3rd Grade Mock Election

What better way to understand elections than to hold one—with real playground balls and badminton sets as the prize? Third graders will be holding a mock election to vote on new playground equipment on Election Day, November 3, as the final step in a multi-stage process to learn about democracy. The students have "registered" to vote by filling out online applications, they received voter ID cards, and they have participated in a primary election to narrow down the options for new playground equipment to two finalists: jumbo playground balls and badminton sets.
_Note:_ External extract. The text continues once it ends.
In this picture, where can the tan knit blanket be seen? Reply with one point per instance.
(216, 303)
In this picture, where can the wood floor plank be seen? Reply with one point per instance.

On Friday, they will be creating campaign posters to share on Monday (election eve.) Tuesday is voting day for third grade as well. There will be paper ballots (and absentee ballots for our off-campus learners). Voting will take place in the third-grade tent. Alongside all of this, third graders have been reading and learning about key terms. Post-election conversations will focus on feelings around whether or not your vote was the majority, and students will also learn more about the history of voting.


8th Grade Music

In 8th grade music, students are creating ads for the upcoming election. Teacher Deadra Hart explains the process: "First, they analyze ads from the 1968 presidential election, focusing on the use of images and sound. When it is time for 8th graders to become ad executives, they must use music, sound effects and voice-over to persuade, communicate and connect with their audience." 

Watch for 8th graders' finished ads later this fall!

5th Grade Social Studies

Cathy Pamelard, Director of the Learning Support Program, has been working with a few fifth grade classes around the elections. They studied the electoral process and timeline, including the electoral college, and students researched current issues and the candidates' stances on them.

"The history of the electoral college was especially interesting," Cathy says. The fifth graders used the PBS Electoral Decoder website to examine electoral voting trends all the way back to George Washington's first election!

For candidates' issues, the students researched climate change, the pandemic response, education, health care, racial justice and women's rights.

"A few of the children wrote and performed a news report describing the candidates' stances on the issue they researched," says Cathy, "without revealing if they themselves preferred a certain candidate's platform."